Federal Justice System Passes Single Bet Bill, But There's Still Work to be Done
The amended C-218 bill to legalize single-game sports betting in Canada was unanimously passed yesterday. While it feels like this is a step in the right direction, there are still some barriers blocking citizens from gaining access to comprehensive online wagering.
The amendment to the bill was passed, excluding one slight alteration that the committee of Justice and Human Rights decided to change, which would have allowed Canadians to bet on horse racing markets.
Horse Racing Excluded from Single Bets Bill
While this may seem like another hurdle for bettors, there is certainly a good case for excluding horse racing. The horse racing industry relies upon the mutual betting system currently in operation in Canada — which if it were to change, would jeopardize some 50,000 jobs across the nation.
That bill now heads to the Senate, where the committee will have a third reading before making a decision. While this bill is very important to some parties, it’s low down on the list of priorities, so the House of Commons is unlikely to complete the third reading until May. The bill has a long way to go before it meets the point where the gambling community can freely enjoy the fruits of online wagering.
Online wagering has been a long-standing issue within Canadian politics, with a number of representatives from the Conservative Party of Canada pushing for change. The bill is backed mainly by Conservative MPs, although there is broader support across a number of other parties. There is a possibility that the bill may be pushed forward, but this depends on a number of factors and it could easily end up untouched until mid-May. The Easter break compounds the issue, as the House shuts during this period and work won’t resume until April 12th.
Photographer: David Kawai/Bloomberg Justin Trudeau
Further issues if the PM calls for a Snap Election
There are rumblings of the possibility that Prime Minister Justin Trudeau may move to dissolve Parliament and call for elections in June. It was as early as January this year when Trudeau made claims that we could see an election in 2021.
The decision would be disastrous for the bill. It would mean that the bill would be scrapped and members of the committee wouldn’t table it again until 2022, at the very earliest.
Another stumbling block for the single-bet bill is the fact it’s not a government member bill, which would garner much more support in the chamber. A similar situation occurred back in 2014, only for the bill to fall apart. It was Canadian Attorney General David Lametti that filed the sports betting bill, but the administration twice decided not to have the committee consider it.
Moreover, there is a possibility that the Senate could make a further amendment. While some speculate about the possibility of additional changes coming from the Judiciary Committee, it could be more likely that changes would come from the top. The consideration for involving indigenous nations and allowing them to participate in online betting could be an amendment that we see from the Senate. But, once again, this would cause further delays to any progress towards passing the bill.
Conservative MPs, the gambling community, and a number of external influences would like to see the changes made to the C-218, allowing single-game sports betting in Canada.
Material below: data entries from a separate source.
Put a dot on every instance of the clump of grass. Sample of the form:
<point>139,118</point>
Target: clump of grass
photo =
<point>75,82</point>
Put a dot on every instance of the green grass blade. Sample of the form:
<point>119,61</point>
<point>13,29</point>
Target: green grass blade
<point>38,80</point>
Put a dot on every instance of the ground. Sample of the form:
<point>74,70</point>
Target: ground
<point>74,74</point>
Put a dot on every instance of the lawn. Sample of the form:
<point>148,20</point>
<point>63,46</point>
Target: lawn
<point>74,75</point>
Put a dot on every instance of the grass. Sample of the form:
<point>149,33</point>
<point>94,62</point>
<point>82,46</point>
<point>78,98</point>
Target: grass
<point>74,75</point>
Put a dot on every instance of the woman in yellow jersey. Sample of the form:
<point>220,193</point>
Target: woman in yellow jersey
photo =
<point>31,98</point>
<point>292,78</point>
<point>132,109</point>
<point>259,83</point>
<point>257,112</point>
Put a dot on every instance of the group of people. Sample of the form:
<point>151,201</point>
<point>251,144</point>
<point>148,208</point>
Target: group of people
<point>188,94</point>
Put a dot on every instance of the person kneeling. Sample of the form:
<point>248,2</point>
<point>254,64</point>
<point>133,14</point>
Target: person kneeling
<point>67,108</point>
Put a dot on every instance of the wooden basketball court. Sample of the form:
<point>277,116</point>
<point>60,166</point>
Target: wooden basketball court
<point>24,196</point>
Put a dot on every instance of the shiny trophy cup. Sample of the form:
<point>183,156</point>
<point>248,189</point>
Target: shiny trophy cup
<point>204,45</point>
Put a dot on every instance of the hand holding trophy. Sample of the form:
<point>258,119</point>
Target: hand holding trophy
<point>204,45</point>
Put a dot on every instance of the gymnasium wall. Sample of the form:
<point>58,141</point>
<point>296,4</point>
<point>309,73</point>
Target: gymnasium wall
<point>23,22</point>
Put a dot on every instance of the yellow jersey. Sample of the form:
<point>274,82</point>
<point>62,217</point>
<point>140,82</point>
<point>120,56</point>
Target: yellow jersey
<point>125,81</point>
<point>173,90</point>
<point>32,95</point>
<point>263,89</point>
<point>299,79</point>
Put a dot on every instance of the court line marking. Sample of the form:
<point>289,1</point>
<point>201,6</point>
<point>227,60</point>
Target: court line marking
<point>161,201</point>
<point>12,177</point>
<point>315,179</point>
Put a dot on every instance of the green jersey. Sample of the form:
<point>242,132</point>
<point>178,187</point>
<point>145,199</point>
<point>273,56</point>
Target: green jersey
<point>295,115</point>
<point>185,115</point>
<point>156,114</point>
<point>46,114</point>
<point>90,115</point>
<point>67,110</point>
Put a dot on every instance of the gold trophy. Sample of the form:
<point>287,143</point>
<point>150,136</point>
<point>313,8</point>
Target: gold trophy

Pro-line has served the country for a long-time and created an industry, but Parimutuel betting is a thing of the past.
To make real progress, provinces need to be given the ability to license operators and give citizens access to online sports wagering. The archaic betting practices currently in operation only allow for parlay betting, which is less lucrative than with online providers. It seems inevitable that this bill will go through, it’s just a question of when. Right now, there is momentum and those in favor of the amendment must continue to pursue change.